Toward a Definition of Fitness and Exercise
But, if you want to become fit, then you have to know what fitness is. Lon Kilgore says that to be fit one must have:
“Possession of adequate levels of strength, endurance, and mobility to provide for successful participation in occupational effort, recreational pursuits, familial obligation, and that is consistent with a functional phenotypic expression of the human genotype.”1
What this means is that fitness is relative to the needs of the individual, but objective precisely because one’s optimal fitness is not actualized if they experience unnecessary struggle in work, fun, and family.
So much for fitness, but what is exercise? Exercise can be defined as training undertaken for the purpose of obtaining and maintaining fitness. For instance, sport training is not designed for fitness per se, as one can be fit without being good at a sport. And one can be pretty good at a sport while still being incredibly unhealthy otherwise.
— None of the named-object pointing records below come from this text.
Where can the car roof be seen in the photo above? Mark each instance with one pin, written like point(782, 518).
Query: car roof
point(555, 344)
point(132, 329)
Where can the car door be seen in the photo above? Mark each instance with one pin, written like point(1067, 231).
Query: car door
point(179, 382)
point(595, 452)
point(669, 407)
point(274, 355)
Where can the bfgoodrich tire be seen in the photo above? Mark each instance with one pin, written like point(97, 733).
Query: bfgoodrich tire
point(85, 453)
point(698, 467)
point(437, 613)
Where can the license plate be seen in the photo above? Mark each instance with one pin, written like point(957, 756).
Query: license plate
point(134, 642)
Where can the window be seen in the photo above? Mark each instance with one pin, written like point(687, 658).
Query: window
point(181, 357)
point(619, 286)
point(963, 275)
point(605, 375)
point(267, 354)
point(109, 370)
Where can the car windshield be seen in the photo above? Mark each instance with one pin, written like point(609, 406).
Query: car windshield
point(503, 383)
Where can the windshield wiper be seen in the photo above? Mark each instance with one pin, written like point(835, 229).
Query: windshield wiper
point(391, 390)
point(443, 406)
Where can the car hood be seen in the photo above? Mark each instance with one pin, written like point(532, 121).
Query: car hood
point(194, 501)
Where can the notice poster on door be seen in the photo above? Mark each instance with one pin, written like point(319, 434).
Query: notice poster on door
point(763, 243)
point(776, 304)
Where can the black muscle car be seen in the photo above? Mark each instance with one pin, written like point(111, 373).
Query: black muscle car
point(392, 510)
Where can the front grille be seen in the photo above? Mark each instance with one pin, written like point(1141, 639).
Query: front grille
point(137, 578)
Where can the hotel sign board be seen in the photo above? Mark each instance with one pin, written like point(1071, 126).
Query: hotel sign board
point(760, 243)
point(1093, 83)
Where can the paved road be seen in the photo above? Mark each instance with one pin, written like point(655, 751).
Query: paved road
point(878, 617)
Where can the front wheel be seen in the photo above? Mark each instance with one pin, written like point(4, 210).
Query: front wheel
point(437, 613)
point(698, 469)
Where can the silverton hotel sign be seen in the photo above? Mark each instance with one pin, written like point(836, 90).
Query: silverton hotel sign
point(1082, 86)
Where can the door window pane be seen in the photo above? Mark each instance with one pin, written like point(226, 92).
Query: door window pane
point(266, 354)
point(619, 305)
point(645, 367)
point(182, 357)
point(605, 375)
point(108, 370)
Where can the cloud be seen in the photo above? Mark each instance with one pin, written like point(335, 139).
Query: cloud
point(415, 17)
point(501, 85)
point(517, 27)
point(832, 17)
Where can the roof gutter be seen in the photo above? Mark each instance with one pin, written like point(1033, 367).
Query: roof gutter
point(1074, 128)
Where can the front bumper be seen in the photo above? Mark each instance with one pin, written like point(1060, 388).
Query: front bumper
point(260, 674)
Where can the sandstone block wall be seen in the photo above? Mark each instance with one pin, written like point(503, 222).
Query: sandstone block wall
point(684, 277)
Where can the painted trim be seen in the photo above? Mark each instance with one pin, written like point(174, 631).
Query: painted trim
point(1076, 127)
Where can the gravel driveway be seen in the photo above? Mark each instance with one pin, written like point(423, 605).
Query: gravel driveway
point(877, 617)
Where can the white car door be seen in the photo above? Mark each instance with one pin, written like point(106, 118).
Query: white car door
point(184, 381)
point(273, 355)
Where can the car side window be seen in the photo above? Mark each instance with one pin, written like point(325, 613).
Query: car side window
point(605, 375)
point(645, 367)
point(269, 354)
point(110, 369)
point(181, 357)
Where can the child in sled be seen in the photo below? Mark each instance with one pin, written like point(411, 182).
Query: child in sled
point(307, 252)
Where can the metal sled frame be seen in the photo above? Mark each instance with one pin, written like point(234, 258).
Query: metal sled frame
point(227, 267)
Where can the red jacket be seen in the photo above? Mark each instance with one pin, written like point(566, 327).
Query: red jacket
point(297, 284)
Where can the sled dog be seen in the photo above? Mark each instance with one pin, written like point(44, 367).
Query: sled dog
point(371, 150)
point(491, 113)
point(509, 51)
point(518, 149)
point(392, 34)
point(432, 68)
Now that you have a definition of fitness, I suggest that you make a plan to achieve it. Any good exercise plan should make provision for improving or maintaining:
- Strength
Include some form of resistance training with weights, bands, and/or calisthenics. Also, certain explosive activities like sprinting and jumping have utility here, but they do come with an increased safety risk.
- Endurance
Endurance exists at several levels. For instance, if you can dead lift 350 pounds, then your endurance for light weight lifting is probably quite remarkable. Cardiovascular endurance is another level, but it is important to remember that while general physical fitness is real, activities still improve in specific ways.
- Mobility
Mobility can be enhanced by stretching, running, walking, lifting weights through a full range of motion, jumping, etc.
References
1 Kilgore, Hartman, and Lascek, Fit: An Unconventional Guide to using conventional methods for creating fitness for the real world (Killustrated, 2011), 5.